The notification of plans by AIB, Bank of Ireland, Permanent TSB and KBC to co-develop a new payment app was found to be invalid.
A plan by four of Ireland’s pillar banks to build a Revolut rival has hit a stumbling block with the competition authorities.
The banks had alerted the Competition and Consumer Protection Commission (CCPC) to their plans to co-develop a new payments apps, but the competition watchdog has found the notification invalid.
AIB, Bank of Ireland, Permanent TSB and KBC Bank Ireland intend to develop their own inter-bank payments app to rival the likes of Revolut and N26, which have eaten into their market share. A new company called Synch Payments has been established to oversee the development of the joint venture.
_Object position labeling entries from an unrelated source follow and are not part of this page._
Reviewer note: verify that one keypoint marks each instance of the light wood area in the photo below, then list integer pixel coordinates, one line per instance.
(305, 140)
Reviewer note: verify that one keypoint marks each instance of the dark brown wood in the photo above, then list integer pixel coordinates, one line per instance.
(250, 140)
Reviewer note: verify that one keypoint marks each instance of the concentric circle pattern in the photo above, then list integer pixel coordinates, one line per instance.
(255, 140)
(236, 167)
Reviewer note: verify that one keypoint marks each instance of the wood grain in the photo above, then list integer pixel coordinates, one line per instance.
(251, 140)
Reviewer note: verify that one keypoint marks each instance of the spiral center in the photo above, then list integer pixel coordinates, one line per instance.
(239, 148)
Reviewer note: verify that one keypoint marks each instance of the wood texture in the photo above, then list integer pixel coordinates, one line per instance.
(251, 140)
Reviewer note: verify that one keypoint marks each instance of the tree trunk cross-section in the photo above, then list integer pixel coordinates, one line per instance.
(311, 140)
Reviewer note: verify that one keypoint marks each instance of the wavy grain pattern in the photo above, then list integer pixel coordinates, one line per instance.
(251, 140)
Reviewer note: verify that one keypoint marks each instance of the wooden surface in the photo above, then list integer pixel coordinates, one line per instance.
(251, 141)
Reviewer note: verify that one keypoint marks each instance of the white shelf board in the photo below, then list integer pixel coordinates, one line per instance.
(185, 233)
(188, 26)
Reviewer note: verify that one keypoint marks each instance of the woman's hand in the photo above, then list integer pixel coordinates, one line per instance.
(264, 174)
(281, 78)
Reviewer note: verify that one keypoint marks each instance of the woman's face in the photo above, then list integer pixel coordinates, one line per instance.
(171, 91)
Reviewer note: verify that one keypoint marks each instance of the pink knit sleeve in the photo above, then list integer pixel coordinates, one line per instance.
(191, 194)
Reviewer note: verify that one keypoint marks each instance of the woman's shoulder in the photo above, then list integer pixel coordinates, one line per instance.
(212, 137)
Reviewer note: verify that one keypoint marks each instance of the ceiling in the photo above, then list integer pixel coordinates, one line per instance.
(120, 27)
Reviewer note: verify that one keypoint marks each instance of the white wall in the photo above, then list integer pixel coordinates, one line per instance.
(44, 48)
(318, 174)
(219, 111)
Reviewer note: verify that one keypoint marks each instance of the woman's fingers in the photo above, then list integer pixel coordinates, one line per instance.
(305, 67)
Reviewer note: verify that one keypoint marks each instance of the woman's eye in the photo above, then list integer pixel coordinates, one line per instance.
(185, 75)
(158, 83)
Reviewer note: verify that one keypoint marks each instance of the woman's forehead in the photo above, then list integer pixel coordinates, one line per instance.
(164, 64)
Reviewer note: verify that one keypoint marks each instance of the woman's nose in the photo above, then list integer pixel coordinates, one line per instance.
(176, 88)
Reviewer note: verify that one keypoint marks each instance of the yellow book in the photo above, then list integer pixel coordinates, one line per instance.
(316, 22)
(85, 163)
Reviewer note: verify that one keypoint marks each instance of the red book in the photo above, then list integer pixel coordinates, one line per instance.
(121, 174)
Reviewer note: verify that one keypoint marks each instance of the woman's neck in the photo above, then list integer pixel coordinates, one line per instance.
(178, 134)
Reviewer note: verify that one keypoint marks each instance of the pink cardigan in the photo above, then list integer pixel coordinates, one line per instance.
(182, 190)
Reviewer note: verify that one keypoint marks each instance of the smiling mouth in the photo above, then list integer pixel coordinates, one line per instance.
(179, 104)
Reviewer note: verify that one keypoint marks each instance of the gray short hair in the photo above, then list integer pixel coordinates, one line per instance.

The CCPC, which usually vets mergers and acquisitions for any anti-competitive concerns, said that in its preliminary assessment it has been unable to gauge the scope of the Irish banks’ plans.
“As the notifying parties have failed to provide full details in the notification in relation to the nature of the proposed transaction, the CCPC has been unable to determine whether the proposed transaction is a ‘merger or acquisition’ within the meaning of section 16 of the 2002 Act,” it said, in reference to the Competition Act.
The competition watchdog was notified of the plans on a voluntary basis and it is assessing whether the banks should have notified it under its mandatory rules.
This doesn’t mean the end for Synch Payments but rather it will require more explaining from the banks. It may also put the planned summer launch on hold.
The Banking and Payments Federation of Ireland (BPFI), the industry group involved in coordinating the banks’ efforts, said it looks forward to engaging further with the CCPC on the matter.
Synch is hoped to claw back some consumer market share for the banks by creating an app that allows for quick and easy online payments among users, much like Revolut.
The fintech company and its rival N26 have secured strong userbases in Ireland, with the former amassing more than 1m customers.
Ulster Bank, the fifth pillar bank in Ireland, has not joined up with the banks’ venture. Its future in the country remains in doubt as parent company NatWest carries out a review on whether to wind it down.